An estimated 2.0 million first-time buyers have taken advantage of the $8,000 tax credit from February to November. Now with the tax credit extended till the middle of next year and also available to move-up buyers, I anticipate an additional 2.4 million home buyers qualifying for the tax credit. In total 4.4 million American households are expected to have benefited from the home buyer tax credit before the program ends in June 2010.

That’s a weird definition of “benefitted” but nonetheless, we can agree that nobody who claimed a portion of other people’s $22 billion dollars didn’t actually helped fix the housing market. As the Wall Street Journal notes in June 2011:

The Standard & Poor’s/Case-Shiller housing survey [showed] … that home prices fell another 4.2% in the first quarter. Prices have fallen for eight straight months, after the false dawn of 2009-2010, and average home prices are down to levels last seen in 2002. The Case-Shiller 10- and 20-city indices are back to the level of 2003. …. Since the housing market began to turn in 2007, Washington has tried to keep prices from falling with every policy gimmick known to politics: Foreclosure mitigation, more guarantees from the FHA, higher guarantee thresholds from Fannie Mae and Freddie Mac, Fed purchase of mortgage assets, and the $8,000 home buyer’s tax credit…”

Now, I won’t quote myself, but interested readers will note that I wrote here, here and here, that these gimmicks wouldn’t work while consumers were busy de-leveraging and jobs disappeared. What I will say, however, is that I’m concerned that the real estate industry went “all in” on the tax credits, got nothing out of it, and hasn’t got the message:

If you want the housing market to stabilize, stop messing with it.

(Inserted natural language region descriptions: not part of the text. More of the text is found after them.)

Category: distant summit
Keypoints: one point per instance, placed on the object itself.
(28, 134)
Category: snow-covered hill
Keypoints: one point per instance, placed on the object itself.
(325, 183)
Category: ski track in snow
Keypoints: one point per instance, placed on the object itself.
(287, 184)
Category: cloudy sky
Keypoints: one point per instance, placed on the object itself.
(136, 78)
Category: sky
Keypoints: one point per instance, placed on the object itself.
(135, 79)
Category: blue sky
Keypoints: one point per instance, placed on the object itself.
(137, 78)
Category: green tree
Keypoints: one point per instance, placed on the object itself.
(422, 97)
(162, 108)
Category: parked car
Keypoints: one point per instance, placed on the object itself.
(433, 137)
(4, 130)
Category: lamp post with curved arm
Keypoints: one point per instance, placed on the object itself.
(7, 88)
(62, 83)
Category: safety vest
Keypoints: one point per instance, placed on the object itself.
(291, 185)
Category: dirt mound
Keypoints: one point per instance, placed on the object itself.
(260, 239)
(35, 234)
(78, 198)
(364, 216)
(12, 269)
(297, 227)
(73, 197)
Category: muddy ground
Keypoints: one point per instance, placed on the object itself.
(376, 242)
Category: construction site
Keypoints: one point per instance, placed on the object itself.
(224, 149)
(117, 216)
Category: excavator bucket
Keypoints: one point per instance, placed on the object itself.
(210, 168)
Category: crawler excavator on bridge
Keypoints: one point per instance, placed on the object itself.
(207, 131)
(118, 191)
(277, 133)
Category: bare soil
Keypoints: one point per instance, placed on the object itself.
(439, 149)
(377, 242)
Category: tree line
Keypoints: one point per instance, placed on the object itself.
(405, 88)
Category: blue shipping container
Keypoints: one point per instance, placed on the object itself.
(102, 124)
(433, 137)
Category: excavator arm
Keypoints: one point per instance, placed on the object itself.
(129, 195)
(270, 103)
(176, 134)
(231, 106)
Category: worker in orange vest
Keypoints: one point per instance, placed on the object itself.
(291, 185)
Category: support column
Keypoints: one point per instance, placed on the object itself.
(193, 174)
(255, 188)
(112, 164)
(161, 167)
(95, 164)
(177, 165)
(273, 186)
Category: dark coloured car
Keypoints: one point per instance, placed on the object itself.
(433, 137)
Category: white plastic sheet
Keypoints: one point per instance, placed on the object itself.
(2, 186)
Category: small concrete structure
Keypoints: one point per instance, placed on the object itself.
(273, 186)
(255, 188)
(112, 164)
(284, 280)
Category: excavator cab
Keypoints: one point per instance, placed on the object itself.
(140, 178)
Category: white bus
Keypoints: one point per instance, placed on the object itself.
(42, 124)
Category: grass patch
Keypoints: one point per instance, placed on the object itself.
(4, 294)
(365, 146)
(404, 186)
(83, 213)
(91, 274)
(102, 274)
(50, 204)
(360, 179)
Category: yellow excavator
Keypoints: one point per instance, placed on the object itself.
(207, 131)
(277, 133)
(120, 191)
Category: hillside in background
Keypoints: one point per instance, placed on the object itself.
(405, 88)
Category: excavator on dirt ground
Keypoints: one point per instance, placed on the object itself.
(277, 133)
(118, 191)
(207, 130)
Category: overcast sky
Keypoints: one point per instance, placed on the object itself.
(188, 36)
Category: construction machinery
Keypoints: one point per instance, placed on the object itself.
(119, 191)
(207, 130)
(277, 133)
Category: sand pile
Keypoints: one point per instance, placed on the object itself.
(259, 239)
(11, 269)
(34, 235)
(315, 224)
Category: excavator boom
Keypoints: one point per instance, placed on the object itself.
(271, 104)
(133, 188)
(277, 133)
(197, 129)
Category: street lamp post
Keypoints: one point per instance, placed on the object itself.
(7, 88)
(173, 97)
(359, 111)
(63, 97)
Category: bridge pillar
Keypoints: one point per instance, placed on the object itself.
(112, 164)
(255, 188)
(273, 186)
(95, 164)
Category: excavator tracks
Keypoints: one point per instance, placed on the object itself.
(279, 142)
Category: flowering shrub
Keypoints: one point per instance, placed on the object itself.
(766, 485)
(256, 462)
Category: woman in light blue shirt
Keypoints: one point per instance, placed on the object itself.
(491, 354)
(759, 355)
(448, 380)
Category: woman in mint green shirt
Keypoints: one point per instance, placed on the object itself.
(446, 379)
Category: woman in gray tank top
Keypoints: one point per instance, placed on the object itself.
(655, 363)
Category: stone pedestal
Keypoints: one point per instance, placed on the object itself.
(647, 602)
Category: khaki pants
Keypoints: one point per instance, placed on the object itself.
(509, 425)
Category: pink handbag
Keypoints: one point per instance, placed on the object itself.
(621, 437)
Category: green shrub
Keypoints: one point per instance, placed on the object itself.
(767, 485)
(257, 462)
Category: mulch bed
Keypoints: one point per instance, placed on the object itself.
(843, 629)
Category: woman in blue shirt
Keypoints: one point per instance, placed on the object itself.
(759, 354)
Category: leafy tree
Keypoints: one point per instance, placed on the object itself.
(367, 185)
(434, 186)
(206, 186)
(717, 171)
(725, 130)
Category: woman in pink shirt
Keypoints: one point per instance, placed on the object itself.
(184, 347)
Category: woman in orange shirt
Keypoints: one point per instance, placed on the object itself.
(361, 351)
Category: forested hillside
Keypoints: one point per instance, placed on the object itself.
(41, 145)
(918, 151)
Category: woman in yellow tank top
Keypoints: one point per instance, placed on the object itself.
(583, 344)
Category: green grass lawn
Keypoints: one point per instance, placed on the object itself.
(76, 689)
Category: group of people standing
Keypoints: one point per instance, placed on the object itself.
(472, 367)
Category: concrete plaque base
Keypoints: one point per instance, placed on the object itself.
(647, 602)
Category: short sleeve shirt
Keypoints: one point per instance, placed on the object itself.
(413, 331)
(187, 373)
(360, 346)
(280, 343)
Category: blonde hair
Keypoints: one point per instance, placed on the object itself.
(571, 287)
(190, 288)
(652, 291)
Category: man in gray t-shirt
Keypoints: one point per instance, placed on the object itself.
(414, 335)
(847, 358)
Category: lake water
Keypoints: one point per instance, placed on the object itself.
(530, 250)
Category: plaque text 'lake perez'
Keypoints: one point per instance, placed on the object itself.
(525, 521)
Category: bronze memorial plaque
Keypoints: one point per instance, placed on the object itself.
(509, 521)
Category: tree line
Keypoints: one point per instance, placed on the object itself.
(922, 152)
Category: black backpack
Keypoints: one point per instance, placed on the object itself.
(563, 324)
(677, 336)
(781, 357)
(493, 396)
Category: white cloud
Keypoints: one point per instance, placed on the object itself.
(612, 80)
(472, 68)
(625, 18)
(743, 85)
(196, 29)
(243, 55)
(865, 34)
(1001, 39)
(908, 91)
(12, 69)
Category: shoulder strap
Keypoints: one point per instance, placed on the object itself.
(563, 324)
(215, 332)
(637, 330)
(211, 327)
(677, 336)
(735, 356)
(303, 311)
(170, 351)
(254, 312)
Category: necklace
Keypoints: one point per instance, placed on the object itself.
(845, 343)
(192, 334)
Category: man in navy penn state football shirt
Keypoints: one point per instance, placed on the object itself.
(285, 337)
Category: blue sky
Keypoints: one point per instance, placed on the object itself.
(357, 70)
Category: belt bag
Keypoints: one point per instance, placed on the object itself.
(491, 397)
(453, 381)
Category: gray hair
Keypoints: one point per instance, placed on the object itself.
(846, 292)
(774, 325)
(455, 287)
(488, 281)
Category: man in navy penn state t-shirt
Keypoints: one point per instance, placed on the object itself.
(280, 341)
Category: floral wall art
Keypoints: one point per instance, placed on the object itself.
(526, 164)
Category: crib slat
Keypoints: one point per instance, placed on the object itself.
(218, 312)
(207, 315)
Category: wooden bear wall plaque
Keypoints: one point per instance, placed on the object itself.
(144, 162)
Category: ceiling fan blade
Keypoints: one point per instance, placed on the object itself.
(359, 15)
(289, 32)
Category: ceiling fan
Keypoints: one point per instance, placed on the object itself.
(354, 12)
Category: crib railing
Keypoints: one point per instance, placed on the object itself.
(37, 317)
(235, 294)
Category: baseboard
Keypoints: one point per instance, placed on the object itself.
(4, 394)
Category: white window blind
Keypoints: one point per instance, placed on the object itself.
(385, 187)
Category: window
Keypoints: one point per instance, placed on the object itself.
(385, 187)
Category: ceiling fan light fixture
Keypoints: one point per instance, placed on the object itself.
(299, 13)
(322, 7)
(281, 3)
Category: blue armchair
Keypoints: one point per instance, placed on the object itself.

That means abandoning organized efforts to block foreclosures with public money or forced buy-downs by lenders. It means being shocked by – not supporting – initiatives like the “Helping Responsible Homeowners Act of 2011” which would authorize Fannie Mae and Freddie Mac to let underwater owners refinance their properties without any loan-to-value limit, in the hopes they will spend their additional disposable income rather than save it. I thought REALTORS were all about creating equity

It’s not just the political efforts that need to stop messing with the markets. Everyday agents need to reconsider their desire for prices to rise. It’s a false paradox – wanting lower interest rates but higher home prices. Haven’t we learned that when we stimulate higher prices – from the original cheap lending bubble to the tax credits –  we create instability in the market? This is especially important since new data shows investors (usually buying with cash) are becoming major buyers in many marketplaces; A survey by MOVE Inc., the operator of REALTOR.COM, recently indicated that three times as many investors as traditional buyers are poised to buy homes in the next two years. Why would we want prices to rise and scare off that demand? (If your answer is the commission, you missed the point once again).

It’s time to let the laws of supply and demand, not demand and get subsidies rule the market. We’ve already prolonged the housing downturn for two, maybe three years longer than it had to be. It might even be argued that the onerous proposals inside Dodd-Frank are the result of these interventions: had the housing market been allowed to fall fast and stabilize sooner, maybe politicians would have only proposed dumb rules for the lending markets, and not dumber ones like 20%-downpayment requirements for real estate buyers. I can’t prove that, but I can pretty much say that just about everything we’ve tried so far – except letting supply and demand take their course – hasn’t worked. Today we got another study to prove it.

Now we just have to ask: does anybody really care?